Une ambition de développer les mises en relation
Claire décide alors de créer, avec plusieurs collaborateurs, ‘Agora’, site internet dont le but premier est de contribuer à l’établissement de villes plus durables et innovantes, au travers du développement de collaborations entre la recherche, les entreprises et le secteur public. "L’idée est venue au travers des constats que j’ai pu faire en intégrant le monde de la recherche, à savoir la diminution de la proportion des fonds publics et la difficulté croissante pour pouvoir y avoir accès. Une autre raison concerne le manque de connaissances des entreprises au sujet de la recherche et des moyens de la financer pour développer leur activité", détaille Claire. Avant de préciser : "Notre mission est de faciliter la mise en relation de ces différents acteurs au travers d’une base de données accessible par l’intermédiaire d’une plateforme web regroupant experts, propositions de projets compréhensibles par tous et opportunités de financement. Au-delà de la mise en place d’échanges et de collaborations via notre site, nous envisageons également de réaliser plusieurs événements dont les thèmes seraient en lien avec la recherche et le monde des entreprises."
La volonté d’avancer en étant bien entourée
Pour développer ce projet, Claire a très rapidement décidé de bien s’entourer. "Dès le début, j’ai compris que je ne pourrai pas monter une société toute seule. Je me suis donc tournée vers mon associée de toujours, April, qui est également urbaniste, et avec qui j’avais déjà travaillé dans le cadre de compétitions d’urbanisme et de paysage. Puis, je me suis rendue compte qu’il fallait que notre équipe devienne multidisciplinaire. Justine, une amie freelance en marketing, nous a rejoints deux mois plus tard. Enfin, nous nous sommes mis à collaborer avec une équipe de développeurs indépendants, Anila et Duc, qui se chargent de développer la plateforme avec nous !" Au cours des derniers mois, les trois amies entrepreneuses ont continué à développer le concept d’Agora, et ont lancé une grande enquête auprès de chercheurs, d’entreprises et d’institutions, dans l’objectif de comprendre quels étaient leurs besoins. Elles ont reçu pour l’instant près de 350 réponses provenant de 47 pays différents. "Nous conduisons désormais des entretiens plus qualitatifs, et nous peaufinons notre business plan. Nous allons ensuite chercher des financements, organiser nos premiers événements… Car être entrepreneur, c’est toujours avancer, toujours avoir des projets !"
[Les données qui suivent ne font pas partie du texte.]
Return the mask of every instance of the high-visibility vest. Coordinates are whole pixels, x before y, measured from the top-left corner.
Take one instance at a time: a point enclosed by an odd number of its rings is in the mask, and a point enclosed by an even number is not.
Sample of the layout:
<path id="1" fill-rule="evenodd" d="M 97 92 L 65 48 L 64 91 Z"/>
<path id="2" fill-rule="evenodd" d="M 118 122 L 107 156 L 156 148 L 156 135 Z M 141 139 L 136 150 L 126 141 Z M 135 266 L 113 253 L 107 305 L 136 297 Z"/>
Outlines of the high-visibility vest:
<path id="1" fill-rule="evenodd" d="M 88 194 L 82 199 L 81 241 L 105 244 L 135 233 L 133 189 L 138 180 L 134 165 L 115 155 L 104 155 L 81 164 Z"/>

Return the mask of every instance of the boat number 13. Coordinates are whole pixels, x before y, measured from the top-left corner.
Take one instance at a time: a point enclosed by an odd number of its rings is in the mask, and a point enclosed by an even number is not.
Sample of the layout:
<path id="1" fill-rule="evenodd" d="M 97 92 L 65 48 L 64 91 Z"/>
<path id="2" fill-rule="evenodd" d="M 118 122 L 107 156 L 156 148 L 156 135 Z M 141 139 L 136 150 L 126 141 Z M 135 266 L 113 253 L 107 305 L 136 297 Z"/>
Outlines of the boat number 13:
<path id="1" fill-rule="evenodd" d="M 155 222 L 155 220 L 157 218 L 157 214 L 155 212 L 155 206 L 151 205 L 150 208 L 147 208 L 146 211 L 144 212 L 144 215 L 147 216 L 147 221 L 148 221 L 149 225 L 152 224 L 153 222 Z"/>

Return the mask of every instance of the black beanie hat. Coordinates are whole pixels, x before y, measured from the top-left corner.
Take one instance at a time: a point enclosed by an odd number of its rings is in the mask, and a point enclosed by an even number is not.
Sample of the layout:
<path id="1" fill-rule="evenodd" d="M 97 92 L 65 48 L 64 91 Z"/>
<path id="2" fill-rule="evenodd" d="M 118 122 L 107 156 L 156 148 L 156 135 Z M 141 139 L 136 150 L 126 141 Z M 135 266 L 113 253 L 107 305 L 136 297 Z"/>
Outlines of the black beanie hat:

Aller à l’encontre de certains clichés bien résistants
A court terme, Claire espère pouvoir combiner ses activités de chef d’entreprise, de chercheur et d’enseignante. "Cependant, j’ai toujours l’impression que ceci est assez mal perçu en France, ce que je trouve regrettable… D’autant plus que je suis convaincue que le monde de la recherche doit se tourner de plus en plus vers les entreprises, en raison du désengagement clair du secteur public. Je souhaite surtout pouvoir accomplir quelque chose permettant de contribuer à financer la R&D de manière plus collaborative et innovante", affirme la jeune femme, très ambitieuse, qui affirme avoir pour le moment deux grandes satisfactions liées à son projet. "La première est de créer un projet d’entreprise, de A à Z, en laquelle je crois, et je suis convaincue qu’elle aurait pu m’aider à financer ma thèse si elle existait déjà. Je suis persuadée que, si nous réussissons ce projet, les prochaines générations de jeunes chercheurs n’auront pas à se retrouver dans ma situation, et deviendront une ressource clé pour les entreprises qui les verront d’un autre œil. La deuxième satisfaction est d’être l’une des très rares femmes ingénieur entrepreneur. A mon sens, il est essentiel que plus de femmes se lancent dans les sciences et l’entrepreneuriat ! Oui, je suis une femme, je suis ingénieure, doctorante et chef d’entreprise. Deal with it !"
#LeSorbonnaute
© Photo / DR
Inès Picaud-Larrandart, étudiante en master 2 recherche art et création internationale, s’est...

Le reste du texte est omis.